News & Views: Sorting Out Meningococcal Recommendations to Create an Office Policy for Healthy Adolescents and Teens
Published on in Vaccine Update for Healthcare Providers
Published on in Vaccine Update for Healthcare Providers
Recently, we have had several providers contact us with questions about addressing meningococcal vaccinations in practice, so we thought it might be helpful to provide some background and resources as practices work to create office-wide policies. The discussion herein is specific to healthy adolescents and teens, not those considered to be high risk based on health conditions.
From the recommendations, “Healthcare personnel should use every opportunity to provide the booster dose when indicated, regardless of the vaccine brand used for the previous dose or doses.”

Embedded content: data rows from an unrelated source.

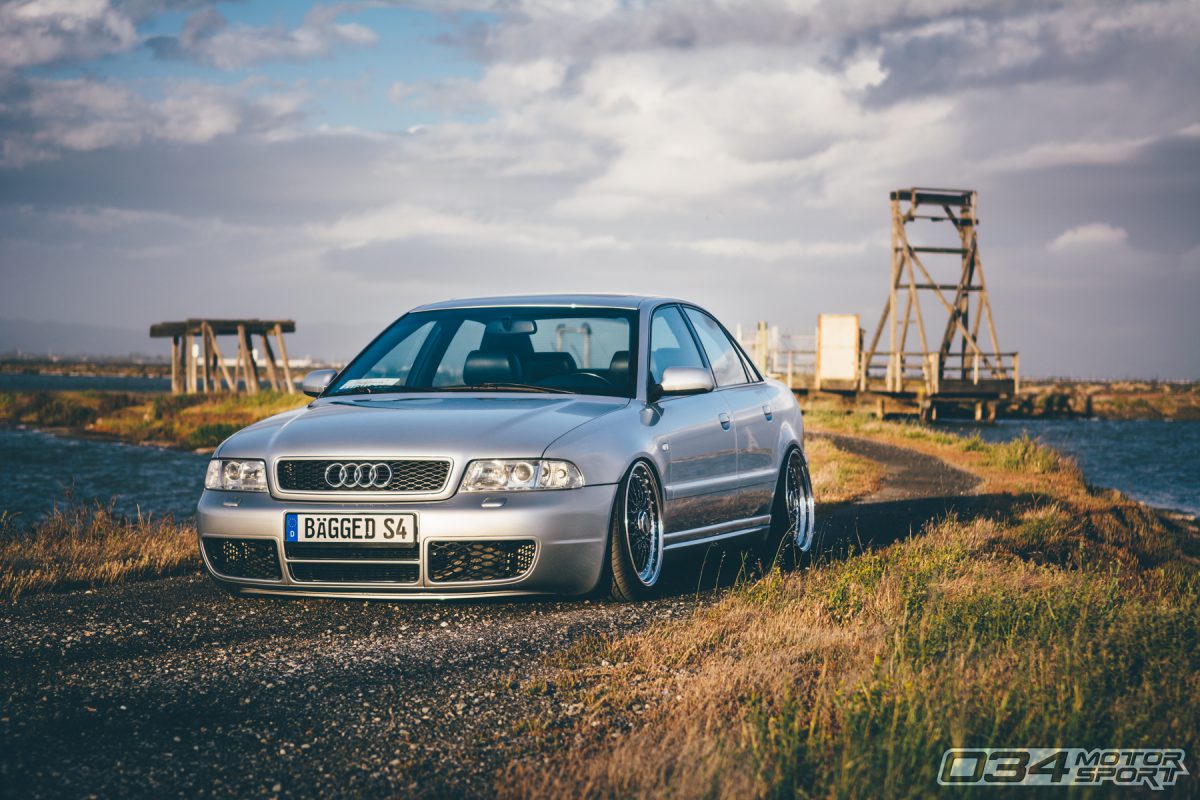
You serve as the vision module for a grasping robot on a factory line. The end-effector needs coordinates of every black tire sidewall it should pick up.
[606,459,664,601]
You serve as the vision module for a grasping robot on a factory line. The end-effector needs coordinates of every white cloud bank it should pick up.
[1046,222,1129,253]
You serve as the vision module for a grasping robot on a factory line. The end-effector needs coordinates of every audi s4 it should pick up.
[197,295,814,600]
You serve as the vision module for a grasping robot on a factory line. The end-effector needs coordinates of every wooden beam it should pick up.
[238,325,258,395]
[275,325,296,395]
[184,333,197,395]
[200,329,212,393]
[170,336,184,395]
[262,333,280,391]
[150,319,296,338]
[204,324,238,393]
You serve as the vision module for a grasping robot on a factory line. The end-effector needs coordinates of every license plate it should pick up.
[283,512,416,546]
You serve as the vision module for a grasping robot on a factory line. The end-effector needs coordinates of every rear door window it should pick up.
[688,308,749,386]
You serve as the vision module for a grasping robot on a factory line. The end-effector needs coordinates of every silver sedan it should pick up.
[198,295,814,600]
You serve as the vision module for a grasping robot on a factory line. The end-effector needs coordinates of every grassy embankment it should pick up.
[499,415,1200,798]
[0,505,200,601]
[0,392,306,600]
[0,391,308,450]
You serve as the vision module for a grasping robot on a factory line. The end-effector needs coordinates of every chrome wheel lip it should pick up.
[622,463,662,587]
[784,450,816,552]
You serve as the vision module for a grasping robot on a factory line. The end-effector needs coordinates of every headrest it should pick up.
[462,350,521,385]
[608,350,629,372]
[524,353,575,380]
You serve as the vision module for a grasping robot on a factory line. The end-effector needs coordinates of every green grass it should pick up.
[0,391,307,449]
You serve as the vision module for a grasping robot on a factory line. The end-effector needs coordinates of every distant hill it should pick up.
[0,319,391,361]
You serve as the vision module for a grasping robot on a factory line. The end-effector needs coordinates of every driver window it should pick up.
[650,306,707,384]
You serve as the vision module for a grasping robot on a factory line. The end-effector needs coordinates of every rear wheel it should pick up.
[608,461,662,601]
[758,447,816,567]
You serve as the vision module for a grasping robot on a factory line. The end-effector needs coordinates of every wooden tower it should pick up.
[859,188,1018,415]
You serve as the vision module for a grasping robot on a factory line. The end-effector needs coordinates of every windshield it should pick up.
[325,306,637,397]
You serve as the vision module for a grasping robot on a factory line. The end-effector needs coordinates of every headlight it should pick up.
[204,458,266,492]
[462,459,583,492]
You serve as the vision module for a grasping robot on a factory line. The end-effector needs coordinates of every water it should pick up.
[0,428,209,525]
[0,372,170,392]
[940,420,1200,515]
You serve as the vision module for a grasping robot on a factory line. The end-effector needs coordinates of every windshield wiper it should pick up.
[433,381,575,395]
[322,384,428,397]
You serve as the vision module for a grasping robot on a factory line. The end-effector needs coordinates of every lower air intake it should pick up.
[204,537,281,581]
[428,539,538,583]
[288,561,420,583]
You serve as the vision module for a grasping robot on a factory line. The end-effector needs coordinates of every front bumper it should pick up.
[197,485,617,600]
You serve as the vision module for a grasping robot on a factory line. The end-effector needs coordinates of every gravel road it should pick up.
[0,437,972,798]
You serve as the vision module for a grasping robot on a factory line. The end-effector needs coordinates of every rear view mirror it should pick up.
[650,367,716,402]
[300,369,337,397]
[487,317,538,336]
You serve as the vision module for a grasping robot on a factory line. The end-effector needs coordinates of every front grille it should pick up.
[428,539,538,583]
[283,542,421,561]
[204,537,281,581]
[288,561,420,583]
[275,458,450,494]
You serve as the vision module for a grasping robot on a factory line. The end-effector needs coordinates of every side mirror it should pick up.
[650,367,716,403]
[300,369,337,397]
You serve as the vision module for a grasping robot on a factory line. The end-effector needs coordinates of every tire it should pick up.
[607,461,662,602]
[757,447,816,570]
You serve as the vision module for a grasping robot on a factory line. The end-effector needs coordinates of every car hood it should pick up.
[220,395,630,463]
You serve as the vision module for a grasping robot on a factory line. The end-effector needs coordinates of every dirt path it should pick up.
[0,434,973,798]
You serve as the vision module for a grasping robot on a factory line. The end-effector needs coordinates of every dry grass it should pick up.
[498,417,1200,798]
[0,505,200,601]
[804,439,886,504]
[0,391,308,450]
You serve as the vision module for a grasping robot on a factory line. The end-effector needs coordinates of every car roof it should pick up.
[413,294,684,311]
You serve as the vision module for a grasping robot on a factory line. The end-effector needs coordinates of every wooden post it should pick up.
[275,323,296,395]
[238,325,258,395]
[184,331,196,395]
[200,323,212,393]
[259,333,280,391]
[170,336,184,395]
[204,323,238,393]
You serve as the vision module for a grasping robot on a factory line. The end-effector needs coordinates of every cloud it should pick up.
[0,78,304,167]
[148,5,378,70]
[676,236,887,263]
[1046,222,1129,253]
[0,0,138,68]
[0,0,1200,374]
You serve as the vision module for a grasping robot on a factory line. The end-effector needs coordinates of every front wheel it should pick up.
[760,447,816,565]
[608,461,662,601]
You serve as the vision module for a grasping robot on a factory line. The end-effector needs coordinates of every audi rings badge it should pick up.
[325,462,391,489]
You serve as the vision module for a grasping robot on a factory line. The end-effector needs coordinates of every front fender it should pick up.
[542,403,668,486]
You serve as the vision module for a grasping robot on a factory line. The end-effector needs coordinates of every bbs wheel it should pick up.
[608,461,662,600]
[758,447,816,566]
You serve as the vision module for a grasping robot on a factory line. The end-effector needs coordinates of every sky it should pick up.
[0,0,1200,379]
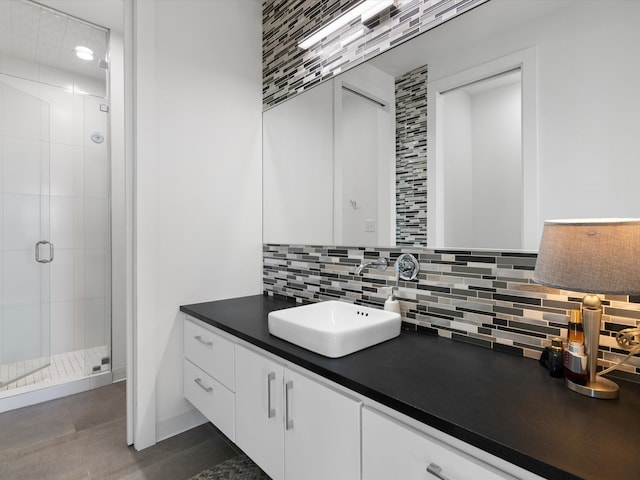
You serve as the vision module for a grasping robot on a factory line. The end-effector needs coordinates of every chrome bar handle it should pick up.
[427,463,449,480]
[284,380,293,430]
[267,372,276,418]
[36,240,53,263]
[194,378,213,393]
[193,335,213,347]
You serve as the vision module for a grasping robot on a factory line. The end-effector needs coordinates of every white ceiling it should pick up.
[0,0,123,79]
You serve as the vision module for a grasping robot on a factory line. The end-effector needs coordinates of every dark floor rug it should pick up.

Healthy individuals are at increased risk of meningococcal infection during three periods of life: younger than 1 year old, between 16 and 21 years of age, and 65 years of age and older. Although disease burden is greatest in infants, young adults are considered to be the greatest source of transmission as evidenced by their having the highest rates of nasopharyngeal carriage.
As data emerged about the effectiveness of meningococcal ACWY vaccine, it became apparent that one dose of vaccine during adolescence would not protect most teens during the period of greatest risk between 16 and 21 years old. The ACIP considered three dosing regimens in revising the recommendations and concluded that a dose in adolescence (11 to 12 years old) with a booster at 16 years of age would avert the most cases and deaths. Refer to table 5 in the recommendations to see this comparison.
Although the cases of meningococcal disease, including meningococcal serogroup B, have been low in recent years in the U.S., about 50 to 60 cases and 5 to 10 deaths result from meningococcal B disease each year. About 80 percent of these occur in 16- to 23-year-olds.
While the recommendations published in 2015 suggest that the incidence of meningococcal B infection is greatest among non-college students between 18 and 23 years of age, a study conducted between 2014 and 2016 indicated the reverse. Dr. Offit presented these data generated by the CDC in our Spring 2018 webinar:
About 15 to 29 cases and two to five deaths could be prevented with routine adolescent immunization depending on the age at which vaccination is recommended. Based on the data, immunizing 16- to 18-year-olds would be most effective at preventing disease and death. Refer to table 2 in the recommendations to see the comparison data.
When the CDC was considering recommendations, limited data were available related to alignment with circulating serogroup B strains, duration of protection, vaccine effectiveness related to clinical disease endpoints, and impact on both nasopharyngeal carriage and herd immunity.
All of these data, related to both disease epidemiology as well as vaccine effectiveness, and increased opportunity to gather more safety data, led to the category B recommendation.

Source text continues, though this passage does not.